Only 21 days remain until the presidential election, and speculation on the outcome continues to run rampant. The big question on everyone’s mind is “How will the stock market react to the election?” We don’t know, of course – but the markets are offering us clues.
Market volatility has been building
Polls are favoring Biden, but due to the well-documented surge in absentee voting, we won’t likely know who the winner is til later in November. So, what will we know on election night? When will we find out who the winner is? Will there be a peaceful transition of power? And, how will the markets respond?
As we know, markets hate uncertainty. This election season is riddled with “what ifs,” and the media is certainly making it difficult to handicap with any clarity. As I’ve written recently, market volatility has been on the rise and worries over post-election chaos has been priced in.
Is it fair to price in a big move when it is unlikely to occur? Yes, I said it’s unlikely to occur. Markets seemed to have overpriced fear and ramifications against the market. This overpricing of fear (easily seen in the VIX) has been with us for several months.
So, how will the stock market react to the election?

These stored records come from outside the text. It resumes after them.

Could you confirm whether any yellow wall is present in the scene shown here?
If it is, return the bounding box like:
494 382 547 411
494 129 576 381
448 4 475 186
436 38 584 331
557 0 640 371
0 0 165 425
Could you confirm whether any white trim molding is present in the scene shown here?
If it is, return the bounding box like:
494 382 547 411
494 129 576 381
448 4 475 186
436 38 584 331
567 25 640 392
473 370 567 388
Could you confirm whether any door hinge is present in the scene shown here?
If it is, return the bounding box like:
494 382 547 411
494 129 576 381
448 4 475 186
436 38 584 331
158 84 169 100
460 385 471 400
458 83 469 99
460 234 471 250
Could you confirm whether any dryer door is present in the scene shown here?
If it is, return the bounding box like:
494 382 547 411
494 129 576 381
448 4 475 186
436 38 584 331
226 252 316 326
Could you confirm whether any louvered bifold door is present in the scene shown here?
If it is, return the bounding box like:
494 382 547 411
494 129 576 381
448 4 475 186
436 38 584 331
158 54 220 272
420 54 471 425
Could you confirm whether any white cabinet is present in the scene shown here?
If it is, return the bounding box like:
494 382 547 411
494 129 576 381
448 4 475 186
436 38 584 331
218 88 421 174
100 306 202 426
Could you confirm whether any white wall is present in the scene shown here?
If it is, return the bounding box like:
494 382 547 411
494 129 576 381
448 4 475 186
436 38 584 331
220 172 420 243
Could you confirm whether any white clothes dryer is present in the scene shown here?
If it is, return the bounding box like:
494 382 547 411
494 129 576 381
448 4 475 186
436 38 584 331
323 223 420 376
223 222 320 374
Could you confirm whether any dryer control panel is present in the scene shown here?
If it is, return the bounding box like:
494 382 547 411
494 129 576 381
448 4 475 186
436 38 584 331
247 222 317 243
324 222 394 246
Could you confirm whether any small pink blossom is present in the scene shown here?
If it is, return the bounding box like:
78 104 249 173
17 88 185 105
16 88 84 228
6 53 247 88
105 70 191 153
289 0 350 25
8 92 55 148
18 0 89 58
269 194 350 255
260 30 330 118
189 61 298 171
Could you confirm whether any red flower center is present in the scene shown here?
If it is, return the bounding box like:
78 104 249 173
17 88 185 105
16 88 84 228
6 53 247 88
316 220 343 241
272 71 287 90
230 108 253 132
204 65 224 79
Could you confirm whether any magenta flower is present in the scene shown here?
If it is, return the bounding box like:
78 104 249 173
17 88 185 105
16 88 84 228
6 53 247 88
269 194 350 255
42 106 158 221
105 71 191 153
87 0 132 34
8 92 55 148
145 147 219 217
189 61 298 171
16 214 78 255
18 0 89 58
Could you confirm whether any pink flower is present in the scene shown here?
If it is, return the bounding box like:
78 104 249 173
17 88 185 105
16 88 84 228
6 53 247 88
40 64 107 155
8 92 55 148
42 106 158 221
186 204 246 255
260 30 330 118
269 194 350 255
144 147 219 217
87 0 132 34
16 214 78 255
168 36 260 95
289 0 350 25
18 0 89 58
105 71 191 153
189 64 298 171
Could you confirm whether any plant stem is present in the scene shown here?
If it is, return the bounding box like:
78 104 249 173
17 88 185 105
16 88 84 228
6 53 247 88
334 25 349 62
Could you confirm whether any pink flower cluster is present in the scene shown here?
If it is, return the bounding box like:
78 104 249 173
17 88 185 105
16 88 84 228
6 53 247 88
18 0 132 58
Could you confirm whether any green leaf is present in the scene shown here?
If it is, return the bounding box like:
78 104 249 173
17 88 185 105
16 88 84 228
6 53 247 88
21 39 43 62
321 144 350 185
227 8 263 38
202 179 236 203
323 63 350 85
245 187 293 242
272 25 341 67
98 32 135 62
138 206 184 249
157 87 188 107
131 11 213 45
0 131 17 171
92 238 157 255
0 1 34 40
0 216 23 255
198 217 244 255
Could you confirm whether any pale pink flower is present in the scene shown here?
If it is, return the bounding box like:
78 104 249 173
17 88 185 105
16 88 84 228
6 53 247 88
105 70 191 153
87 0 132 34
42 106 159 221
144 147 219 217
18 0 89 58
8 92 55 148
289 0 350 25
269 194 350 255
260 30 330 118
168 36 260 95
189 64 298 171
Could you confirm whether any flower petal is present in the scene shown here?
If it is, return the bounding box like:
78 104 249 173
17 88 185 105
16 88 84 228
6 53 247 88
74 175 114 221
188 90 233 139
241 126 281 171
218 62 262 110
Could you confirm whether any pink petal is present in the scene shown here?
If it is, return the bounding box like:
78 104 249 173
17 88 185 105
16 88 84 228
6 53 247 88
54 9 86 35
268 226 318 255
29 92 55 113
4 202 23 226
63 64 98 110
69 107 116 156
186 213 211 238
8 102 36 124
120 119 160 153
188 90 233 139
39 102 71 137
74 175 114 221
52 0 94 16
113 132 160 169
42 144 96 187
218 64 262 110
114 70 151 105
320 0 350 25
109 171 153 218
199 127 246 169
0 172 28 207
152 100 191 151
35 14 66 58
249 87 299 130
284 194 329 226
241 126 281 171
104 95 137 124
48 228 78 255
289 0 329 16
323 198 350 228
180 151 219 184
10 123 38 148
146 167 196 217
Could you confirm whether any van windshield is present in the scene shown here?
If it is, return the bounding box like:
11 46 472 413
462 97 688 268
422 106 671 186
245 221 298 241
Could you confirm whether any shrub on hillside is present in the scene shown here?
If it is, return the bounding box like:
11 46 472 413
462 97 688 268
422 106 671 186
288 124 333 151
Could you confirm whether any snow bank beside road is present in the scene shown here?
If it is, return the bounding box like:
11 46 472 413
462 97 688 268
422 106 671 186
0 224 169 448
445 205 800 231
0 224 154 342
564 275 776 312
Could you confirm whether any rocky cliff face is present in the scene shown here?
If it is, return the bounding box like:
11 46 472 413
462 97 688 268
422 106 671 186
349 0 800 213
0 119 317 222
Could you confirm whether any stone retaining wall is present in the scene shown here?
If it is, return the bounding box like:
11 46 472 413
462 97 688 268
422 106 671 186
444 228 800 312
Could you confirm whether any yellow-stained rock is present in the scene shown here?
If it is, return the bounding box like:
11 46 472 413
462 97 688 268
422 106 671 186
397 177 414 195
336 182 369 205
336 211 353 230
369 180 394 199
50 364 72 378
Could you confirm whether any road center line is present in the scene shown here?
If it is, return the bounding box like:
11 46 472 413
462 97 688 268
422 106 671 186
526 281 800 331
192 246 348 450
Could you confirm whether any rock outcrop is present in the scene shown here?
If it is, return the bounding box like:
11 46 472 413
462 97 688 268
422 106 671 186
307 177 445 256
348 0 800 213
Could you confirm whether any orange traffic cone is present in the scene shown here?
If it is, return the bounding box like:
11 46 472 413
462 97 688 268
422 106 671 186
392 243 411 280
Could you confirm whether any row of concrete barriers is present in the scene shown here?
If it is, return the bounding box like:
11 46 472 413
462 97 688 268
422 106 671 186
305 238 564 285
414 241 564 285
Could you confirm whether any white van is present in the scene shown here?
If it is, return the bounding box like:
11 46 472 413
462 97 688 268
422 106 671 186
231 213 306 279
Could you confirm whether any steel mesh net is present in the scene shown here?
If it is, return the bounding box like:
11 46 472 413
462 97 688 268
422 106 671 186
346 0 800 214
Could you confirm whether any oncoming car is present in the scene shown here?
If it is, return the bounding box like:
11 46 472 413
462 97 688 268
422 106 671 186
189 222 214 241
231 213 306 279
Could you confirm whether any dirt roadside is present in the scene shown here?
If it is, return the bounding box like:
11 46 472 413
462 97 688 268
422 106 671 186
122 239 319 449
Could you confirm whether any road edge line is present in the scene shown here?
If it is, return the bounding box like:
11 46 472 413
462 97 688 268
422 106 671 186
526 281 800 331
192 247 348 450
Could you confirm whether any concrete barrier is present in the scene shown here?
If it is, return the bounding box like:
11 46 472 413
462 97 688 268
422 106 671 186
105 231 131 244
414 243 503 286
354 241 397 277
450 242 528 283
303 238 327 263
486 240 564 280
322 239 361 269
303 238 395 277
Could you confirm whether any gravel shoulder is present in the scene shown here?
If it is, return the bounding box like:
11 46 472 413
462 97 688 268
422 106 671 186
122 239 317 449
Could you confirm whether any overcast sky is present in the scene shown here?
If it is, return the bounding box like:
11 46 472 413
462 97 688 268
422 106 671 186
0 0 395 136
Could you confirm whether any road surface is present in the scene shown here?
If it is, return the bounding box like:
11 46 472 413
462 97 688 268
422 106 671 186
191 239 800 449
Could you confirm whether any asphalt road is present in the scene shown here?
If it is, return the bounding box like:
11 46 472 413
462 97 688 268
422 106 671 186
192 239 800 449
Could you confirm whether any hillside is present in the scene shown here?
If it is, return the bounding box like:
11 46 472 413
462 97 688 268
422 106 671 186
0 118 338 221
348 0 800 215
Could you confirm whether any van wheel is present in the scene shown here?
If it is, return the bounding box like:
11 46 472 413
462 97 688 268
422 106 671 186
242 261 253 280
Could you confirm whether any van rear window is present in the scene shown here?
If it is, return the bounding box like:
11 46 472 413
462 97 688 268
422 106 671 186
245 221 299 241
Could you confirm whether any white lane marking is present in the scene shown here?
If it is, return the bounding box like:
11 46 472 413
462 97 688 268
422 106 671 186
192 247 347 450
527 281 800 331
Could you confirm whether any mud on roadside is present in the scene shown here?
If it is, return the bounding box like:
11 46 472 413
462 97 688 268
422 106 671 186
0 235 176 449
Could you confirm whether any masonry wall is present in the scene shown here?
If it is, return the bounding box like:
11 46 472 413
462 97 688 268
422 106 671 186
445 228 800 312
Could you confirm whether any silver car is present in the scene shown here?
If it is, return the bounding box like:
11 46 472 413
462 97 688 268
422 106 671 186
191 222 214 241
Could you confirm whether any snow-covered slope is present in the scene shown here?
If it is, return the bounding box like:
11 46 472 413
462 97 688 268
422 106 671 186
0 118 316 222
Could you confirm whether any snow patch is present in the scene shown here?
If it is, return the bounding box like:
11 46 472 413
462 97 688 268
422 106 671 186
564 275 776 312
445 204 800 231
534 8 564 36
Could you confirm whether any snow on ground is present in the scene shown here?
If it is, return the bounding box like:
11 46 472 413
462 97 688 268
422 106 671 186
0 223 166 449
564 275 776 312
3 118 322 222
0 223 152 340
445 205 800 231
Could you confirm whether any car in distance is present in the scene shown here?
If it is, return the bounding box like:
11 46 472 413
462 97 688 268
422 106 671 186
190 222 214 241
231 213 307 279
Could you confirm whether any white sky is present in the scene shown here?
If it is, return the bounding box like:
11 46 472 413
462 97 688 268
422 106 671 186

As we’ve seen over the past couple of weeks, fear is slowing leaking out and the consequence is a higher stock market. This is not about valuation or fundamentals, rather just a condition that needs to be corrected.
Last week, the markets fall sharply on Tuesday when the bulls felt the rug was being pulled out from under them. But then the markets roared back and closed sharply higher, within a whisker of all time highs.
If the markets were truly concerned about the election, the economy, the pandemic, etc., would buyers have stepped up? Would volatility fall sharply? Here’s what I’m thinking: a benign response to the election may result in a mammoth rally to end 2020 sharply higher.
Of course, Trump or his administration could still rattle the market. Be ready!